Tuesday, August 21, 2012

Ego-depletion, dishonesty and bad career decisions?

Check out this article, which talks about stress in terms of "ego-depletion", and what that does to both decision-making and the tendency to take short-cuts in general.

So first, let's talk about stress. I feel like stress became a popular term sometime in the '80s. I was just a kid then, but it was the days of spandex and step aerobics, shoulder pads and big hair. Everyone was working harder to be thinner, more powerful, more competitive.

Stress morphed into the grunge era and emerged looking like cigarette-smoking, burned-out depression in the early '90s.

By the time I was in "training", the culture of science valued stress above all else. Stress was a hallmark of potential success. If you were more stressed than the next guy, that meant you were working harder. Everyone respected the hardest worker. It didn't matter if you were working smart, or if your science was working at all. It mattered what kind of hours you put in; how much you complained; how tired you looked. Who saw you leaving in the early dawn after spending the night in the lab. It was almost as important to be seen exhibiting signs of stress as it was to complain about it afterwards, when you had gone home, slept a while, and showered.

But I think this article and the idea that we might make poor decisions under stress is worth considering seriously.

For example, are we being dishonest with ourselves when we rationalize why anyone should deserve to suffer in science careers? Are we rationalizing pain as "part of the training process"? As a "learning experience"? Are we telling ourselves we need to toughen ourselves and our students up, because we're too tired to realize that's a stupid way to think about a career that actually demands creativity and a fresh perspective?

Well, yes. I think so.

I also think the idea that stress and poor decision-making might lead to cheating is relevant to science. I think examples like Retraction Watch help document the extent to which not all scientists view it as a noble profession. Or maybe they just are too tired to resist the temptation to fudge the data and hope everyone else is too tired to notice it's a big fat lie.

Meanwhile, the honest people are headed for certain burnout. At the end of the day, is there any amount of hard work that can win out over the cheaters who never get caught? Or who are rationalizing why they should protect each other? How much ego-depletion does it take to fuel protectionist groupthink?

5 Comments:

At 6:42 PM, Blogger Marni Dee Sheppeard said...

Protectionist groupthink is entrenched whenever the powerful are groupthinkers. This has been the case for some time in theoretical physics. I guess it affects all fields. When academia is full of groupthinkers, you know you live in 1984.

 
At 8:31 AM, Anonymous Anonymous said...

This is something that has been bothering me since mid-grad school... I wonder why is it that people in labs walk around proud of being miserable as if it is a badge of honor.

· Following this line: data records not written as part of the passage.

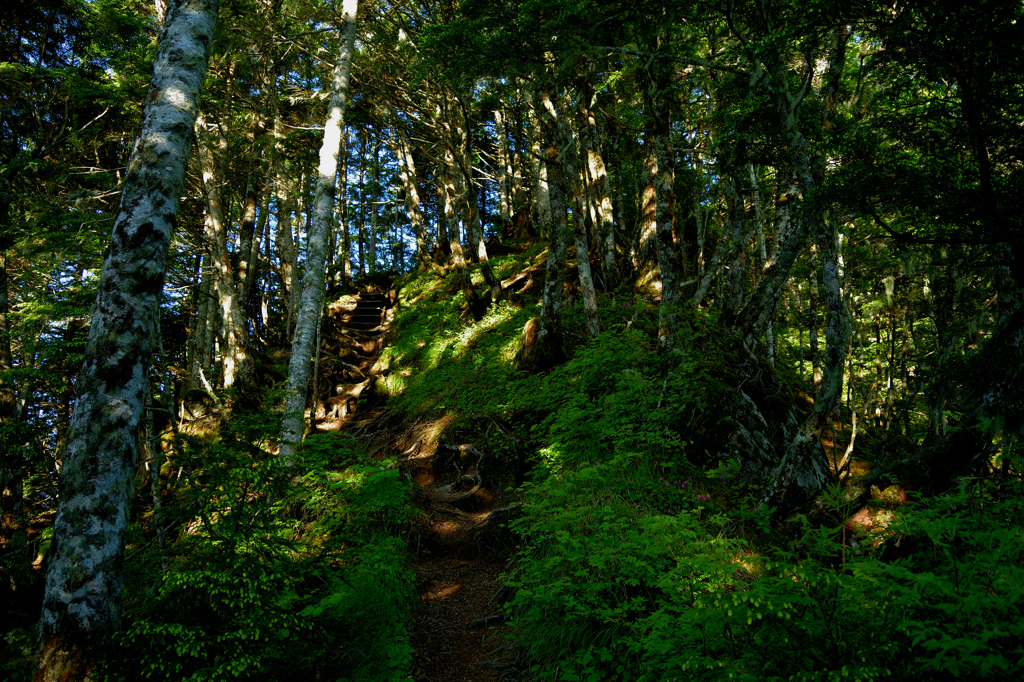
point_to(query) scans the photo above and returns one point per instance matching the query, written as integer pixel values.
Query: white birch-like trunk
(239, 366)
(407, 172)
(307, 320)
(760, 224)
(504, 168)
(84, 582)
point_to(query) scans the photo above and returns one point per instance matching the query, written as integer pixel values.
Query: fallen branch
(489, 621)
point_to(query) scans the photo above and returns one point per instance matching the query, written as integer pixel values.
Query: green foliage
(282, 568)
(611, 588)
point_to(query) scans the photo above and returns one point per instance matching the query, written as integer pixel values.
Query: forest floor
(455, 633)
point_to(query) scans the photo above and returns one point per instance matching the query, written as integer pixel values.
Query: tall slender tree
(308, 316)
(82, 602)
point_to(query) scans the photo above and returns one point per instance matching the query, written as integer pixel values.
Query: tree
(312, 282)
(82, 603)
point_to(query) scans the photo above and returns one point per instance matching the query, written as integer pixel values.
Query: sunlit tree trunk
(374, 195)
(504, 169)
(308, 316)
(407, 172)
(11, 458)
(549, 345)
(596, 176)
(539, 173)
(763, 251)
(84, 582)
(239, 366)
(571, 177)
(662, 173)
(470, 208)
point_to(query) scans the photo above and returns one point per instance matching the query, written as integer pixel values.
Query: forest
(511, 340)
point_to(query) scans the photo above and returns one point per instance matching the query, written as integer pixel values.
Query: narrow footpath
(457, 634)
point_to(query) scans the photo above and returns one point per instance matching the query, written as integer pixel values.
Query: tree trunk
(549, 350)
(762, 250)
(82, 602)
(307, 321)
(596, 179)
(539, 172)
(504, 170)
(239, 365)
(407, 173)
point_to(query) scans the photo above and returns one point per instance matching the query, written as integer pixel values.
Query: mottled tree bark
(407, 173)
(596, 177)
(549, 349)
(239, 365)
(307, 321)
(571, 174)
(82, 602)
(504, 169)
(539, 171)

It's one thing to stay long hours in the lab because of some obsessive search for one stupid effect. But this attitude won't lead to burning out because once you get tired, the search is not fun anymore and you give it a rest.

But throughout academia - and particularly among the postdoc/grad student crowd - I see a lot of people that put a lot of work due to perceived pressure instead of passion. The weird thing is that their productivity isn't much higher, because these people are highly inefficient.

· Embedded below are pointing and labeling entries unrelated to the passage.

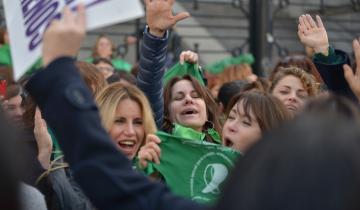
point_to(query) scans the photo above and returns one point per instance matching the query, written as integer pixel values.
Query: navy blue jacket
(105, 175)
(152, 68)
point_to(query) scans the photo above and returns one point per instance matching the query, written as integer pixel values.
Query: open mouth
(127, 144)
(228, 142)
(189, 112)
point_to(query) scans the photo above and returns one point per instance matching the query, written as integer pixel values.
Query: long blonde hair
(109, 98)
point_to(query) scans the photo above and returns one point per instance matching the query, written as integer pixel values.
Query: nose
(231, 126)
(188, 99)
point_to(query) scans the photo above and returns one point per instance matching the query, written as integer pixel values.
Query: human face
(105, 69)
(239, 131)
(187, 108)
(291, 93)
(14, 109)
(104, 48)
(127, 131)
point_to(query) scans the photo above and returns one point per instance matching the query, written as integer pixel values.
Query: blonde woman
(126, 115)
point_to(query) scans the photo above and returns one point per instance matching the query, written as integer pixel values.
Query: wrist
(322, 49)
(157, 32)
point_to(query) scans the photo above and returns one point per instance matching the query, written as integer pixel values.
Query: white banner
(27, 20)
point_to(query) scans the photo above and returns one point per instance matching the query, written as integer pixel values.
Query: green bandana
(5, 57)
(179, 70)
(194, 169)
(219, 66)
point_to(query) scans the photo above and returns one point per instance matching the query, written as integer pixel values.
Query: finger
(143, 163)
(81, 17)
(356, 47)
(155, 158)
(348, 74)
(181, 16)
(153, 146)
(319, 21)
(311, 21)
(67, 15)
(302, 25)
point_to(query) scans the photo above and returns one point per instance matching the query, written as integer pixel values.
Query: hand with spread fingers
(150, 151)
(313, 34)
(353, 79)
(159, 16)
(64, 37)
(189, 57)
(43, 140)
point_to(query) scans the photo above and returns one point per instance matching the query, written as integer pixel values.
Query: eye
(302, 95)
(138, 122)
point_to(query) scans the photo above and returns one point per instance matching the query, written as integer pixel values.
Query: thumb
(181, 16)
(348, 74)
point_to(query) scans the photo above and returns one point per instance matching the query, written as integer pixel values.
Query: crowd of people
(84, 134)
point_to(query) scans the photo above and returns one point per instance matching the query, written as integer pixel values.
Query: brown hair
(268, 111)
(92, 77)
(231, 73)
(7, 74)
(306, 79)
(211, 106)
(110, 97)
(299, 61)
(94, 52)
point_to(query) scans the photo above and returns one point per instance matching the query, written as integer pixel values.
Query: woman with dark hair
(293, 86)
(249, 116)
(105, 48)
(189, 104)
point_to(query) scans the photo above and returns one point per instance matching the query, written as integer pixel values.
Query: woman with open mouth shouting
(293, 86)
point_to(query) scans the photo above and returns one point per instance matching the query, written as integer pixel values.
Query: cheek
(114, 131)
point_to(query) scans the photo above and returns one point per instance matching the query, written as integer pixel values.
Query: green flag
(194, 169)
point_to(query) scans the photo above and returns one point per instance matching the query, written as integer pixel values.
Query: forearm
(152, 68)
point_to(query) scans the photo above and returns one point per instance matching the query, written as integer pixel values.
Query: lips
(228, 142)
(291, 107)
(128, 147)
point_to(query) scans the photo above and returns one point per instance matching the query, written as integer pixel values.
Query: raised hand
(64, 37)
(313, 34)
(159, 16)
(188, 56)
(150, 151)
(354, 79)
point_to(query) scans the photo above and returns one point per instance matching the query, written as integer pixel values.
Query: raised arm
(328, 61)
(104, 173)
(153, 51)
(352, 78)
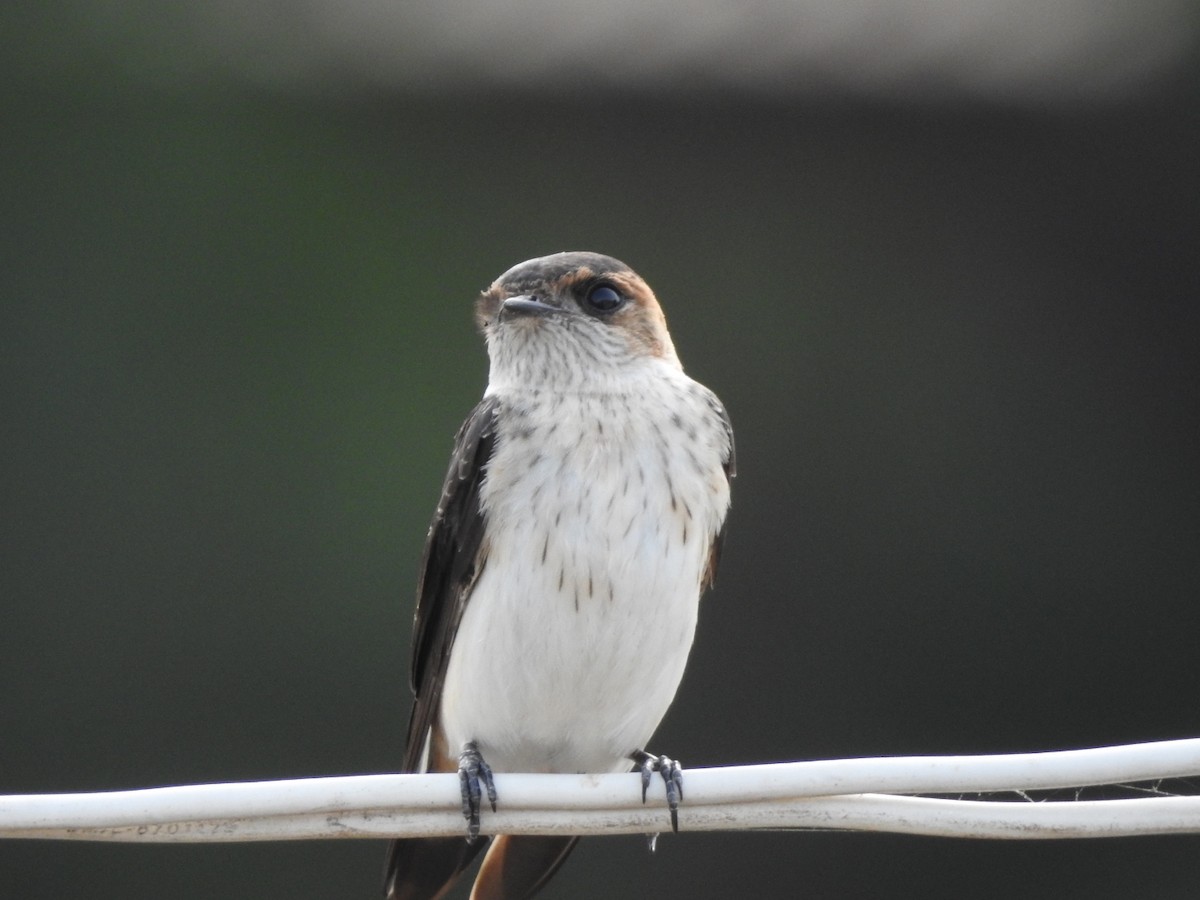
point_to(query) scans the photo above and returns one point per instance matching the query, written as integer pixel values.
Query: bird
(580, 522)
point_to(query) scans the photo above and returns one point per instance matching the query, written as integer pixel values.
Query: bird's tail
(516, 867)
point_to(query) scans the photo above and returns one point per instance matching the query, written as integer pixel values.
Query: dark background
(958, 341)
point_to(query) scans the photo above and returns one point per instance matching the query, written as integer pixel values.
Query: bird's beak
(527, 305)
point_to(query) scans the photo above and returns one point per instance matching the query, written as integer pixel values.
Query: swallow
(580, 522)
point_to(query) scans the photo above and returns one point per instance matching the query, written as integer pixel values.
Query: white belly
(579, 629)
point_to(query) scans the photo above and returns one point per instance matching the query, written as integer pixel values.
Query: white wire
(832, 795)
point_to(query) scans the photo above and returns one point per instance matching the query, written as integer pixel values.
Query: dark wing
(731, 469)
(455, 553)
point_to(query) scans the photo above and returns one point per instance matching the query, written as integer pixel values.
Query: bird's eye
(604, 298)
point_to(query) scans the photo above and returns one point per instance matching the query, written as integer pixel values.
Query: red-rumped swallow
(579, 525)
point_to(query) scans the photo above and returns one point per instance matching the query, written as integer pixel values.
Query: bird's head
(571, 318)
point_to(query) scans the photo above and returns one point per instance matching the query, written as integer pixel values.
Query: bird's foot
(672, 779)
(474, 778)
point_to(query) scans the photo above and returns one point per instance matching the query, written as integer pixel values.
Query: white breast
(601, 510)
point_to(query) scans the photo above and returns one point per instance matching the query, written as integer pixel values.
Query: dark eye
(604, 298)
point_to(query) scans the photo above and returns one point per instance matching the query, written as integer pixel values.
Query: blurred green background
(958, 337)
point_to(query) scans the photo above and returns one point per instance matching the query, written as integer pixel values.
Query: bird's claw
(672, 780)
(472, 772)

I was one of these and I noticed that I was screwing up a lot by doing mistakes or by being sloppy in the lab. Once I decided to do thinks in the timing and the way that made sense to me, my overall efficiency increased - I was doing less experiments but I needed less experiments because now they were of higher quality. And I wasn't hating everything related to work anymore.

 
At 12:58 AM, Anonymous Anonymous said...

Your blog is basically my life. Down to not getting a space when joining lab. I finally got a space and got kicked out of it twice to make room for other post-docs. I am a female post-doc in biosciences debating quitting science. Thanks for what you write.

 
At 12:22 AM, Anonymous Forrest said...

I've noticed that the degree of "thriving on stress" or "thriving on competition" varies significantly between departments/areas.

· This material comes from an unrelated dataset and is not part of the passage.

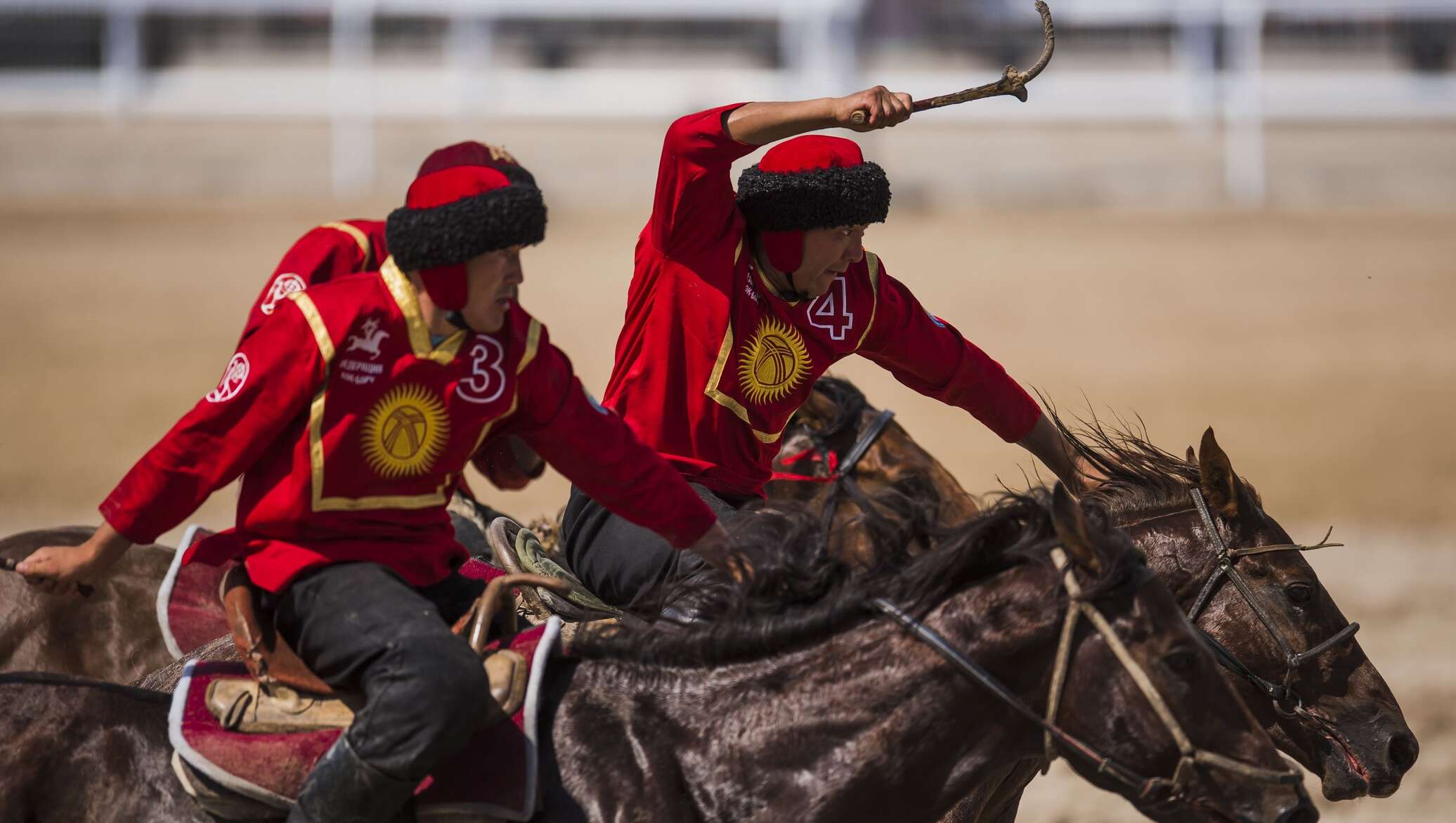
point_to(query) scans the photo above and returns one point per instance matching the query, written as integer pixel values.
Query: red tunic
(711, 362)
(350, 432)
(351, 247)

For example, I've noticed that Electrical Engineering departments are often much more "thrive on stress; masochism is everything," while Computer Science departments are often "hey, let's collaborate and build something useful together." These cultural aspects have played a pretty big part in my academic and research choices.

 
At 8:10 AM, Blogger Unknown said...

The 80s/90s connection is pretty good. I've seen the gamut of stress from my friends that are or currently enrolled in grad school programs, forensic science center, biomedical engineering, etc. and I don't really envy them. I was originally going for biotech but I backed out and went into CS instead. Best choice I made.